The winery opened on 12 September, and received white grapes on specific days as well as red. Tua works two full shifts, day and night, as the volume of grapes coming in means there is nearly always work to be done overnight with fortifications and moving wines around. Final deliveries were taken on the 1st October, and now there are just the final fortifications and corrections to be done, and the team hope to go home in a day or two. After vinifying 1,000,000 kilos of grapes they have earned their rest!
After harvest, Paulo will return to his year round role as viticulturist for Dow’s Quinta do Bomfim and many of the Symington properties in the Rio Torto valley, including Graham’s Quinta das Lages.
The House at Quinta do Tua
This quinta is one that was built by Dona Antónia Ferreira, and the date over the door is 1831. The wonderful house was built to serve as her base of operations while developing properties further upriver like the legendary Quinta do Vesuvio, now also a Symington brand and quinta.
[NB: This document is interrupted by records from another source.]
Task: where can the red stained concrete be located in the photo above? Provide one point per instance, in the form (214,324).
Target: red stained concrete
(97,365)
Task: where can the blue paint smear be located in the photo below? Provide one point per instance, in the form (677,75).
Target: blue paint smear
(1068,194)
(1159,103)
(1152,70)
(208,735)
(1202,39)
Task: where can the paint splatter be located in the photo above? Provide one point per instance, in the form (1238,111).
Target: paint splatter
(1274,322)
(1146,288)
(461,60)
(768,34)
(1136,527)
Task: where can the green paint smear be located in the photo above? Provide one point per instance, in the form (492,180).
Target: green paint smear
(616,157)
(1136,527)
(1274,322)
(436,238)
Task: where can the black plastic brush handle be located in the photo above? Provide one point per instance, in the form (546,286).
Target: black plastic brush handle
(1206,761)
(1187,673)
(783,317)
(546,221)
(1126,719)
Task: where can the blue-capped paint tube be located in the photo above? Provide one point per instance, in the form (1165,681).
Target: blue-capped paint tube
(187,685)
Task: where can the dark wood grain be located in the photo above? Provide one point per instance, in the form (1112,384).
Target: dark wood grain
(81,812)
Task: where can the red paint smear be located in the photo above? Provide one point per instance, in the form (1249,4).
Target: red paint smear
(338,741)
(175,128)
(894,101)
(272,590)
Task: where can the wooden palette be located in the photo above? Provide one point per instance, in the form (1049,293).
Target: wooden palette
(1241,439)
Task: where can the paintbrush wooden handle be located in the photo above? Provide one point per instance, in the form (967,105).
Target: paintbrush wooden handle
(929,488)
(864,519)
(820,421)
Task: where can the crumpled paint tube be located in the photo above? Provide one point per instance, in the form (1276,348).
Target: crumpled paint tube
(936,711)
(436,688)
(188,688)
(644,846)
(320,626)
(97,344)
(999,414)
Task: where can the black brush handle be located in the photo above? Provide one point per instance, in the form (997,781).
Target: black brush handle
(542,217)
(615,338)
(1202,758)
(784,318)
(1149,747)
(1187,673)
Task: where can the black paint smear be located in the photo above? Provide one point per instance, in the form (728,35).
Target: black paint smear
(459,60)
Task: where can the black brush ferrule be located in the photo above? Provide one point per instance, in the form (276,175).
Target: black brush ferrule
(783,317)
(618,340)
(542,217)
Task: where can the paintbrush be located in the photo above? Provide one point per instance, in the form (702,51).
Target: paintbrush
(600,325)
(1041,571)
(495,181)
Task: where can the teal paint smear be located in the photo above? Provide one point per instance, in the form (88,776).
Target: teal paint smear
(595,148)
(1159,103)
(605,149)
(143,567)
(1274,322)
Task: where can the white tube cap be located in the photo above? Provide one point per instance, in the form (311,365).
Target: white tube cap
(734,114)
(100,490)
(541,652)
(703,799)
She generously made the house available to other travellers in the Douro and at one point the quinta was known as Quinta dos Inglezes (The Englishmen’s Quinta) for that reason.
The house continues to render hospitality for wayfarers: throughout the harvest the Graham’s blogger lives there, as do Paulo Macedo and the accountant. Lisa from the Malvedos winery team was here for ten days, and Marta and Monica, the health and safety team from our Gaia offices, stayed for a few nights between inspections at all of our Douro properties.
For much of the 20th century Tua was a Cockburn’s property, and the early to mid 20th century photos on the walls of all the partners and visitors, as well as all the comfortable old furniture, give the house a very homelike feel. Henry Shotton’s own great grandfather was a partner at Cockburn’s, and his photo is on the wall here. There is a great deal of continuity in these Douro properties and the families that live and work here, despite the vicissitudes of ownership.
Like many houses in the Douro, this one is built of granite and the upper floor is living quarters whilst the lower level, built into the hill on three sides, was used as storage for the wines over the winter. The house is marvellously cool even on the hottest days, so conditions are excellent for both inhabitants and wines. We still use the big wooden balseiros to store some of the Tua wines, and the blogger sometimes finds it hard to fall asleep at night, for the scent of newly made Port wafting up through the floor boards.